Podniesionego pod adresem pokrzywdzonego zarzutu nie sposób także bronić z powołaniem się na prawo do krytyki osób piastujących funkcje publiczne. Co prawda osoby te są narażone na wystawienie swoich poczynań pod osąd i muszą się liczyć z krytyką swojego postępowania, tym niemniej nie oznacza to, iż każda bez wyjątku wypowiedź pod ich adresem będzie korzystać z ochrony gwarantowanego przez art. 54 Konstytucji prawa do swobodnego wyrażania swoich opinii w celu społecznej kontroli sprawowania władzy.

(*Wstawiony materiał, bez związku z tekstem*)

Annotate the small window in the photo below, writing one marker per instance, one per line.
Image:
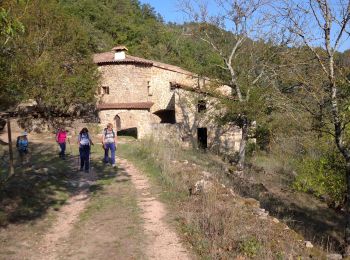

Aby krytyka mogła z takiej ochrony korzystać, musi nosić cechy rzetelności oraz rzeczowości, a nadto nie może przekraczać granic potrzebnych do osiągnięcia jej celu. Nie może przeradzać się nieograniczone prawo do formułowania inwektyw, czy pomówień. Jeśli autor krytyki wykracza poza takie ramy, będzie wchodzić w grę odpowiedzialność za pomówienie i kontratyp z art. 213 kk nie znajdzie zastosowania. Mając to na uwadze – nawet, jeśli skarżąca nie zgadzała się z treścią wydanych przez oskarżyciela decyzji, nie była uprawniona do użycia tak daleko idącego w zniesławienie sformułowania. Z punktu widzenia jej celów i interesów krytyczna wypowiedź mogła być realizowania bez naruszenia godności zaatakowanego. Tego rodzaju forma krytyki była rażąco nieadekwatna do jej merytorycznych podstaw. Nie przystające do realiów i nie mające oparcia w faktach posługiwanie się zwrotami zniesławiającymi nie ma nic wspólnego z prawem do krytyki. Mając to na uwadze apelacja podlegała oddaleniu.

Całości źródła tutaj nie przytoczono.